Il grande tesoro della sua eredità spirituale e apostolica non riusciranno
a sopprimerlo; dalle sue ceneri, sparse nel vento, si diffonde in tutto il mondo la sua testimonianza di vita fatta di amore incondizionato verso il prossimo e di atteggiamenti concreti di carità e perdono
La nostra Famiglia Consacrata, nata a Bologna nel 1954 sotto la guida di Padre Luigi Faccenda, francescano conventuale, si inserisce sin dall'inizio nel solco della spiritualità mariana-missionaria di san Massimiliano Kolbe cogliendone l'intenso dinamismo apostolico e facendo propria la sua idea guida: la Consacrazione all'Immacolata.

"Porgere la mano a tutti e tutti portare a Dio per mezzo dell'Immacolata, bella missione per la quale vale la pena di vivere, lavorare, soffrire e anche morire" (P.Kolbe).
La totale appartenenza all'Immacolata è il "segreto" della nostra vita consacrata e missionaria: il nostro desiderio è quello di tenere viva la presenza di Maria nel mondo e vivere il Vangelo sulle sue orme, nelle varie situazioni in cui ci troviamo ad operare.

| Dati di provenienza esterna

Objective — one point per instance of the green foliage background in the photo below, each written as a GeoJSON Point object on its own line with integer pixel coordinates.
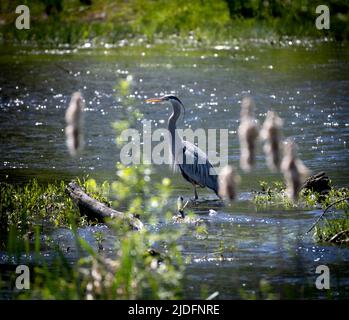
{"type": "Point", "coordinates": [74, 21]}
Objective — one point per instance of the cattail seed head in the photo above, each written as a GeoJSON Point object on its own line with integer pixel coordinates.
{"type": "Point", "coordinates": [228, 180]}
{"type": "Point", "coordinates": [271, 134]}
{"type": "Point", "coordinates": [73, 118]}
{"type": "Point", "coordinates": [248, 132]}
{"type": "Point", "coordinates": [293, 169]}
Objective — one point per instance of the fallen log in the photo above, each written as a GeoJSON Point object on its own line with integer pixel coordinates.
{"type": "Point", "coordinates": [318, 183]}
{"type": "Point", "coordinates": [96, 210]}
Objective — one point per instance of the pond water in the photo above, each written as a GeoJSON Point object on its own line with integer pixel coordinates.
{"type": "Point", "coordinates": [307, 84]}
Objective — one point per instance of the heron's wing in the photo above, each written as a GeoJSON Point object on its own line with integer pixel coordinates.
{"type": "Point", "coordinates": [196, 167]}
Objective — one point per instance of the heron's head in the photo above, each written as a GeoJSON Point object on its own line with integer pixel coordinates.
{"type": "Point", "coordinates": [176, 103]}
{"type": "Point", "coordinates": [168, 97]}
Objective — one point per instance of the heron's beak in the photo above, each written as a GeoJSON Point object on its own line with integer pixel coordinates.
{"type": "Point", "coordinates": [154, 100]}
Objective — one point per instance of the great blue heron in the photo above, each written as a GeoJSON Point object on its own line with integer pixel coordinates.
{"type": "Point", "coordinates": [194, 164]}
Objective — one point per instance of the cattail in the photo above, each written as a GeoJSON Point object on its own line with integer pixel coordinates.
{"type": "Point", "coordinates": [228, 180]}
{"type": "Point", "coordinates": [295, 172]}
{"type": "Point", "coordinates": [271, 133]}
{"type": "Point", "coordinates": [73, 118]}
{"type": "Point", "coordinates": [248, 134]}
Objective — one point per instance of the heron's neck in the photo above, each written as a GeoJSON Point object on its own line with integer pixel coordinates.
{"type": "Point", "coordinates": [175, 139]}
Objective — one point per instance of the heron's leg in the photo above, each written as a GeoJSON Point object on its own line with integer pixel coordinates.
{"type": "Point", "coordinates": [195, 192]}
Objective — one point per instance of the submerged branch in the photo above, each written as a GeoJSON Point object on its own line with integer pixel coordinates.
{"type": "Point", "coordinates": [96, 210]}
{"type": "Point", "coordinates": [325, 211]}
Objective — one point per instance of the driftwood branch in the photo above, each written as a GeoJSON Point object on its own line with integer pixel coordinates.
{"type": "Point", "coordinates": [96, 210]}
{"type": "Point", "coordinates": [325, 211]}
{"type": "Point", "coordinates": [340, 237]}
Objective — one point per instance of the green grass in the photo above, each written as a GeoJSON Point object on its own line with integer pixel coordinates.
{"type": "Point", "coordinates": [195, 21]}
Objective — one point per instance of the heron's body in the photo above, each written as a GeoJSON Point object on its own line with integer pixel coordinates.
{"type": "Point", "coordinates": [192, 162]}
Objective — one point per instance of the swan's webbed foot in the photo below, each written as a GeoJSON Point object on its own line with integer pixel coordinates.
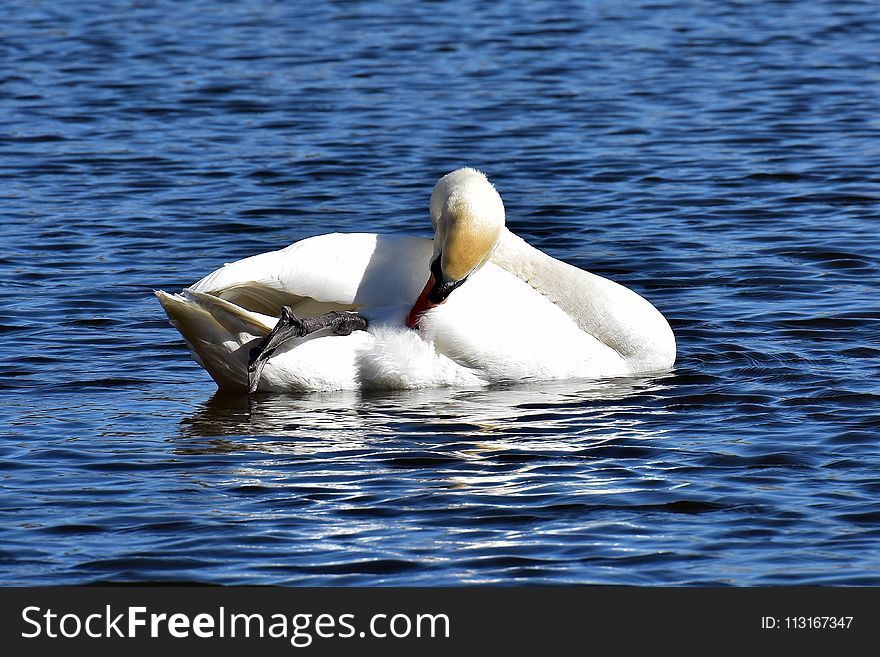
{"type": "Point", "coordinates": [290, 327]}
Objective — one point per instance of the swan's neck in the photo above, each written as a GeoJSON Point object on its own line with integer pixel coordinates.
{"type": "Point", "coordinates": [613, 314]}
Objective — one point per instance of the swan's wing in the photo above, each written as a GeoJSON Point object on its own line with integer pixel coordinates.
{"type": "Point", "coordinates": [328, 272]}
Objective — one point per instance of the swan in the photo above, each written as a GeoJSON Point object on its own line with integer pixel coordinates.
{"type": "Point", "coordinates": [348, 311]}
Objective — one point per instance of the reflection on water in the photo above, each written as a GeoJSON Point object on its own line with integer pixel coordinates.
{"type": "Point", "coordinates": [554, 413]}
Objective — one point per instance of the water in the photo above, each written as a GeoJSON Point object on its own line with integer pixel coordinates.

Come Lei, infatti, ci sentiamo chiamate a metterci in cammino sulle strade del mondo per portare agli uomini del nostro tempo il vangelo della vita e dell'amore ed essere con loro e per loro testimoni di speranza.

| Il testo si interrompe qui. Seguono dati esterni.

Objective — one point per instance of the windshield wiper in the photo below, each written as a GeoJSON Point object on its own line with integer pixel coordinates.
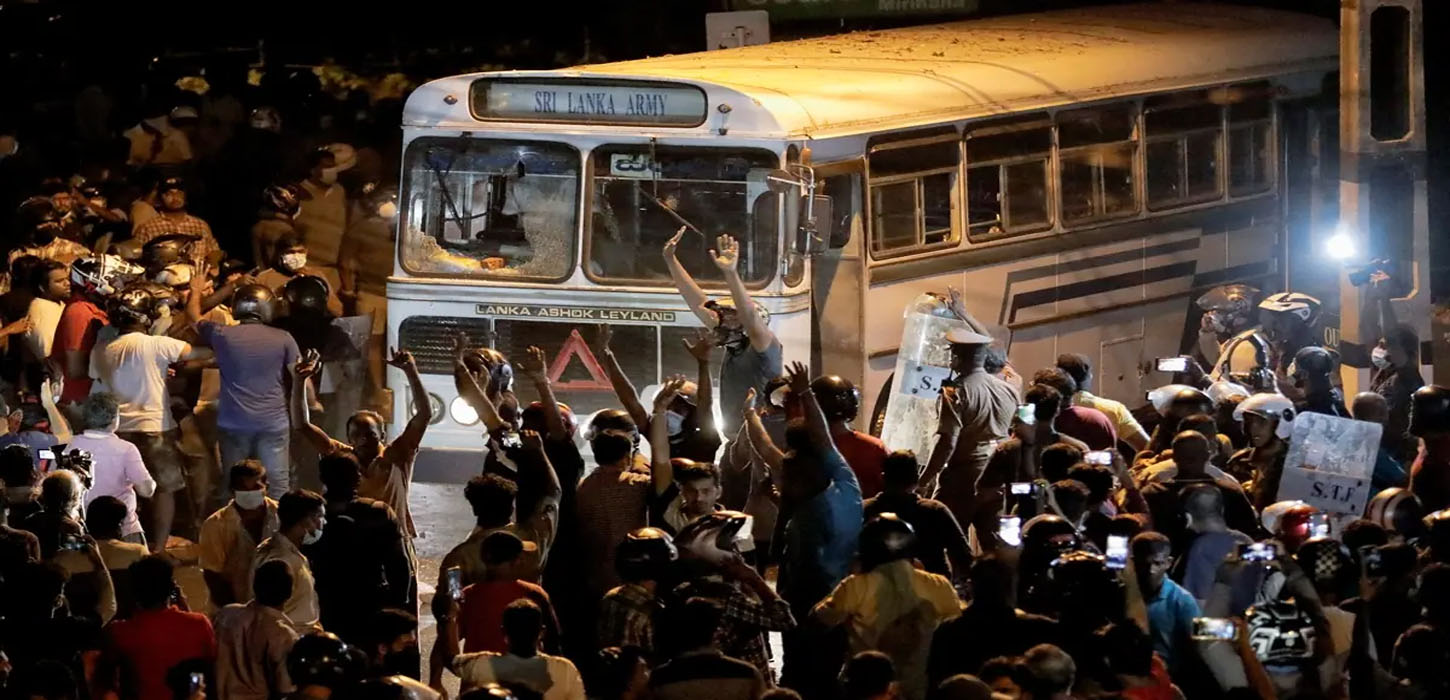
{"type": "Point", "coordinates": [672, 212]}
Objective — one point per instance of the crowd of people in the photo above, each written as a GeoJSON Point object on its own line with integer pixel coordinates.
{"type": "Point", "coordinates": [163, 399]}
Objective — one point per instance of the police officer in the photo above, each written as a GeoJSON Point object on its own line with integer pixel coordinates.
{"type": "Point", "coordinates": [1430, 422]}
{"type": "Point", "coordinates": [322, 665]}
{"type": "Point", "coordinates": [1311, 374]}
{"type": "Point", "coordinates": [863, 452]}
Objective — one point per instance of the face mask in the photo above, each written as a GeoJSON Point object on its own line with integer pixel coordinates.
{"type": "Point", "coordinates": [45, 235]}
{"type": "Point", "coordinates": [250, 500]}
{"type": "Point", "coordinates": [1379, 357]}
{"type": "Point", "coordinates": [674, 422]}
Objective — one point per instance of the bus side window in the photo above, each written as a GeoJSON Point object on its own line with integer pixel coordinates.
{"type": "Point", "coordinates": [912, 190]}
{"type": "Point", "coordinates": [1250, 147]}
{"type": "Point", "coordinates": [1007, 178]}
{"type": "Point", "coordinates": [1096, 148]}
{"type": "Point", "coordinates": [1183, 151]}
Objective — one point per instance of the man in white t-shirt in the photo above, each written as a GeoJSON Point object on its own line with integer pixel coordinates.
{"type": "Point", "coordinates": [551, 677]}
{"type": "Point", "coordinates": [116, 465]}
{"type": "Point", "coordinates": [134, 367]}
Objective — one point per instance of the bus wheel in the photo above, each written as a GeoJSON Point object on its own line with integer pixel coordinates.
{"type": "Point", "coordinates": [879, 410]}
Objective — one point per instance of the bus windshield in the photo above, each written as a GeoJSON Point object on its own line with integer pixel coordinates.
{"type": "Point", "coordinates": [490, 207]}
{"type": "Point", "coordinates": [718, 190]}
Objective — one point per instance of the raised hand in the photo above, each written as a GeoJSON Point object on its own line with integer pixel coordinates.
{"type": "Point", "coordinates": [799, 378]}
{"type": "Point", "coordinates": [532, 441]}
{"type": "Point", "coordinates": [669, 392]}
{"type": "Point", "coordinates": [949, 412]}
{"type": "Point", "coordinates": [531, 364]}
{"type": "Point", "coordinates": [673, 242]}
{"type": "Point", "coordinates": [309, 364]}
{"type": "Point", "coordinates": [702, 345]}
{"type": "Point", "coordinates": [725, 252]}
{"type": "Point", "coordinates": [402, 360]}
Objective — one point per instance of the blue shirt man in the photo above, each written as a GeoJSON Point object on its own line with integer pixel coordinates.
{"type": "Point", "coordinates": [1170, 607]}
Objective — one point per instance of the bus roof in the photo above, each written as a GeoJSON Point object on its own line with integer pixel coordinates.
{"type": "Point", "coordinates": [896, 78]}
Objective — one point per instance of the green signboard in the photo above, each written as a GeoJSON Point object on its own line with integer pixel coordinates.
{"type": "Point", "coordinates": [828, 9]}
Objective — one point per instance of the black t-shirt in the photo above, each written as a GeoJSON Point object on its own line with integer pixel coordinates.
{"type": "Point", "coordinates": [937, 529]}
{"type": "Point", "coordinates": [360, 565]}
{"type": "Point", "coordinates": [962, 645]}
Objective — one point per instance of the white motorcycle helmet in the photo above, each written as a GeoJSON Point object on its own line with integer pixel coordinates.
{"type": "Point", "coordinates": [1270, 406]}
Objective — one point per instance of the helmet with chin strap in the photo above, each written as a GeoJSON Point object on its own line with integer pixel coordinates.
{"type": "Point", "coordinates": [1269, 406]}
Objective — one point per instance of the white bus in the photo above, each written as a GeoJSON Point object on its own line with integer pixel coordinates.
{"type": "Point", "coordinates": [1079, 174]}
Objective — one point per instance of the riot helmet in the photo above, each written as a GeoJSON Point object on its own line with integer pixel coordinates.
{"type": "Point", "coordinates": [1430, 410]}
{"type": "Point", "coordinates": [253, 303]}
{"type": "Point", "coordinates": [886, 538]}
{"type": "Point", "coordinates": [322, 658]}
{"type": "Point", "coordinates": [837, 397]}
{"type": "Point", "coordinates": [644, 554]}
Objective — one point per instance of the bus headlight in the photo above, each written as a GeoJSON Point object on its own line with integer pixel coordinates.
{"type": "Point", "coordinates": [461, 412]}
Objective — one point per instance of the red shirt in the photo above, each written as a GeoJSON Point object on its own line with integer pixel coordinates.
{"type": "Point", "coordinates": [1088, 425]}
{"type": "Point", "coordinates": [80, 322]}
{"type": "Point", "coordinates": [866, 455]}
{"type": "Point", "coordinates": [1430, 474]}
{"type": "Point", "coordinates": [151, 642]}
{"type": "Point", "coordinates": [480, 613]}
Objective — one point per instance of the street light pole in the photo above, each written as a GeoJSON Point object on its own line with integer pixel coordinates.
{"type": "Point", "coordinates": [1382, 161]}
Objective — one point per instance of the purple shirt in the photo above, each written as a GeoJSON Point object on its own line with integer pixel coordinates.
{"type": "Point", "coordinates": [116, 467]}
{"type": "Point", "coordinates": [254, 361]}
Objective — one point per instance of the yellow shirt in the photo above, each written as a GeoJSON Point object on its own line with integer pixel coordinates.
{"type": "Point", "coordinates": [226, 548]}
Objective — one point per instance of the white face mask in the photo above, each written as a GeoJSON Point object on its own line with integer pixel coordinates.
{"type": "Point", "coordinates": [250, 500]}
{"type": "Point", "coordinates": [674, 422]}
{"type": "Point", "coordinates": [1379, 357]}
{"type": "Point", "coordinates": [312, 536]}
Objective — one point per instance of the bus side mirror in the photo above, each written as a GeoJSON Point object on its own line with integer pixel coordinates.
{"type": "Point", "coordinates": [815, 223]}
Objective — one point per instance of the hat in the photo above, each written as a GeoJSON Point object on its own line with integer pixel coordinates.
{"type": "Point", "coordinates": [967, 336]}
{"type": "Point", "coordinates": [503, 547]}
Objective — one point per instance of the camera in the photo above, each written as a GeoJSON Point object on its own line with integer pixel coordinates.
{"type": "Point", "coordinates": [1214, 629]}
{"type": "Point", "coordinates": [1117, 551]}
{"type": "Point", "coordinates": [1257, 551]}
{"type": "Point", "coordinates": [77, 461]}
{"type": "Point", "coordinates": [1178, 364]}
{"type": "Point", "coordinates": [1360, 274]}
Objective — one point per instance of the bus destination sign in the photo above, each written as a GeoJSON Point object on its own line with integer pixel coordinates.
{"type": "Point", "coordinates": [576, 313]}
{"type": "Point", "coordinates": [606, 103]}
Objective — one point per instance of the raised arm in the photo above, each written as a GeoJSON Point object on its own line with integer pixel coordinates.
{"type": "Point", "coordinates": [531, 365]}
{"type": "Point", "coordinates": [759, 438]}
{"type": "Point", "coordinates": [660, 468]}
{"type": "Point", "coordinates": [695, 297]}
{"type": "Point", "coordinates": [949, 425]}
{"type": "Point", "coordinates": [959, 307]}
{"type": "Point", "coordinates": [424, 409]}
{"type": "Point", "coordinates": [705, 397]}
{"type": "Point", "coordinates": [300, 373]}
{"type": "Point", "coordinates": [817, 425]}
{"type": "Point", "coordinates": [474, 387]}
{"type": "Point", "coordinates": [727, 258]}
{"type": "Point", "coordinates": [624, 389]}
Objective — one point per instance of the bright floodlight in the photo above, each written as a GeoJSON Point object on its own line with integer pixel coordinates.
{"type": "Point", "coordinates": [1340, 245]}
{"type": "Point", "coordinates": [461, 412]}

La consacrazione a Dio in povertà , castità e obbedienza è la tappa decisiva del nostro cammino di sequela del Signore.
La nostra appartenenza all'Istituto si esprime secondo modalità diverse: alcune di noi vivono nella propria famiglia o da sole, e altre, invece, in gruppi di vita fraterna nelle Case dell'Immacolata.
Nel 1997 in Brasile è nato anche il ramo maschile dell'Istituto: i Missionari dell'Immacolata - Padre Kolbe.

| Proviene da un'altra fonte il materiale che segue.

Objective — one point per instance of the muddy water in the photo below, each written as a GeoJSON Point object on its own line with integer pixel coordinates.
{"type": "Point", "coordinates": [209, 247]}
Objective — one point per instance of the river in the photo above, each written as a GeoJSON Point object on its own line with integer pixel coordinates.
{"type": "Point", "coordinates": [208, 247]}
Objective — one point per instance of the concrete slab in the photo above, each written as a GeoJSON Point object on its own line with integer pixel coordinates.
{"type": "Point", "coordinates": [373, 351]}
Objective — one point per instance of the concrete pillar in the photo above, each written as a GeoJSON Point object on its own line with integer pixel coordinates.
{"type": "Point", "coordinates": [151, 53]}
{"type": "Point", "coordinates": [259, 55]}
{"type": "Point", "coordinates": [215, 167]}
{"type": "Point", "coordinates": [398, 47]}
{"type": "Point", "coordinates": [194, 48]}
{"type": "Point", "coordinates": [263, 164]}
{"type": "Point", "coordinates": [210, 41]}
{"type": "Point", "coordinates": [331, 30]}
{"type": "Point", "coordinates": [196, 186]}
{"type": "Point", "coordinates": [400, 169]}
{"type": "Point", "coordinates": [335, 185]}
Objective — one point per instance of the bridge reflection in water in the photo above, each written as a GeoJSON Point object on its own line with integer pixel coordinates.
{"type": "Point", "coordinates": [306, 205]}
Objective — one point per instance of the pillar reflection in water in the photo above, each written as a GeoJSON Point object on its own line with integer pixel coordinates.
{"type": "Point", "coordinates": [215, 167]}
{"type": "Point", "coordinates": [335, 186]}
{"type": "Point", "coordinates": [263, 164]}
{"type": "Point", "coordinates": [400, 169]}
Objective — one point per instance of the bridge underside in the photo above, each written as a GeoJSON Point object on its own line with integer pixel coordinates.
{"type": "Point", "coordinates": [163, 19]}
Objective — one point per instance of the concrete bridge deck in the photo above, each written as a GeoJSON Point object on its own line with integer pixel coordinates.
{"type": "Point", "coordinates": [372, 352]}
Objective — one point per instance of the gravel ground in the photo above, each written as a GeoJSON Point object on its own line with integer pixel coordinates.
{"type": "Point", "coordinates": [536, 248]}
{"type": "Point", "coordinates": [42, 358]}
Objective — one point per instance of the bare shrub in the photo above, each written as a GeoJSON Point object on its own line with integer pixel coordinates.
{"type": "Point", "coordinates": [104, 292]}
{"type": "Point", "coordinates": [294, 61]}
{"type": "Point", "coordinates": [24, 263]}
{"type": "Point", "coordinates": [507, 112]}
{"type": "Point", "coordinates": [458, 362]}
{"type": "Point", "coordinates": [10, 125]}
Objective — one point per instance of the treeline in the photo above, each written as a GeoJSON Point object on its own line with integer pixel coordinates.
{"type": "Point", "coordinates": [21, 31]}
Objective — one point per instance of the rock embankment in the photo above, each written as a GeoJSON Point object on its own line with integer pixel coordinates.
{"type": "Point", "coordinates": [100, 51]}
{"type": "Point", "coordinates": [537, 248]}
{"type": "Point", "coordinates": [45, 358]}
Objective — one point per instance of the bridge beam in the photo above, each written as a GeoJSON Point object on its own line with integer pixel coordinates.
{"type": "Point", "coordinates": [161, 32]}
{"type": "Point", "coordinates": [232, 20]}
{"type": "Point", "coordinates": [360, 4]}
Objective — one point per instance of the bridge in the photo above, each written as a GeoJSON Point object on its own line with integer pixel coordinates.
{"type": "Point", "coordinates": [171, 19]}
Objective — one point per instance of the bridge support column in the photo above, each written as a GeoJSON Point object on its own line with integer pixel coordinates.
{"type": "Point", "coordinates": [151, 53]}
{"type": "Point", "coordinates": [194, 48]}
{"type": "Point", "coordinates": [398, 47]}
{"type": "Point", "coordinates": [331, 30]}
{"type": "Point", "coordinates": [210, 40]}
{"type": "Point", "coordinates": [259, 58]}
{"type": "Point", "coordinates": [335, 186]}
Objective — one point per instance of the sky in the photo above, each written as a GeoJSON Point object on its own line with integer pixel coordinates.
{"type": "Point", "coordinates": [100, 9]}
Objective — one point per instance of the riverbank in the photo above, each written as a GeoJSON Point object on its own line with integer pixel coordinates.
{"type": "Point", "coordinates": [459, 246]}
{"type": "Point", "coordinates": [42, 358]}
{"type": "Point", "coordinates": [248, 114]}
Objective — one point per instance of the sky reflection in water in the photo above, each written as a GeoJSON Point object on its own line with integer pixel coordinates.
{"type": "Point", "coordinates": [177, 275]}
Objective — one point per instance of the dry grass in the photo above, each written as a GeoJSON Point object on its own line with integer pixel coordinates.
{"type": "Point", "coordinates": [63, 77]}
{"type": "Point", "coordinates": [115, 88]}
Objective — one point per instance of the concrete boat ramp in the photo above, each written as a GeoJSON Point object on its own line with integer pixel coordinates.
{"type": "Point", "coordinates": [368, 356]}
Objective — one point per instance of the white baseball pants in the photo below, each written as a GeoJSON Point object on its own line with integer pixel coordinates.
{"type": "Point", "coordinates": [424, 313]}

Vi sono, inoltre, i Volontari dell'Immacolata - P. Kolbe, sono laici e sacerdoti, aggregati all'Istituto, che condividono la nostra spiritualità e missione secondo il proprio stato di vita.
Insieme formiamo un'unica, grande famiglia

La forza, il sostegno e l'alimento della nostra vita è la preghiera.
Riserviamo alcuni tempi della nostra giornata all'incontro con Dio, nell'ascolto e nella meditazione della sua Parola, nell'Eucarestia e in altre espressioni di preghiera personale o comunitaria.
Ogni giorno, poi, rinnoviamo la nostra consacrazione all'Immacolata.
"Vergine Immacolata...
ti offro tutto il mio essere e tutta la mia vita,
tutto ciò che ho, che amo e che sono;
il mio corpo, il mio cuore, la mia vita...
concedimi di riscoprire ogni giorno
il dono della mia vocazione
mariana e missionaria,
di vedere l'immensa sua bellezza
e di intuire i segreti del tuo amore".
Aspetto importante del nostro carisma è la vita di comunione.
Nelle nostre "Case dell'Immacolata", infatti, cerchiamo di favorire lo scambio spirituale, fraterno e apostolico e tutti quei mezzi che aiutano a rafforzare la comunione reciproca facendoci sentire unite nella condivisione di un unico ideale e di un'unica missione.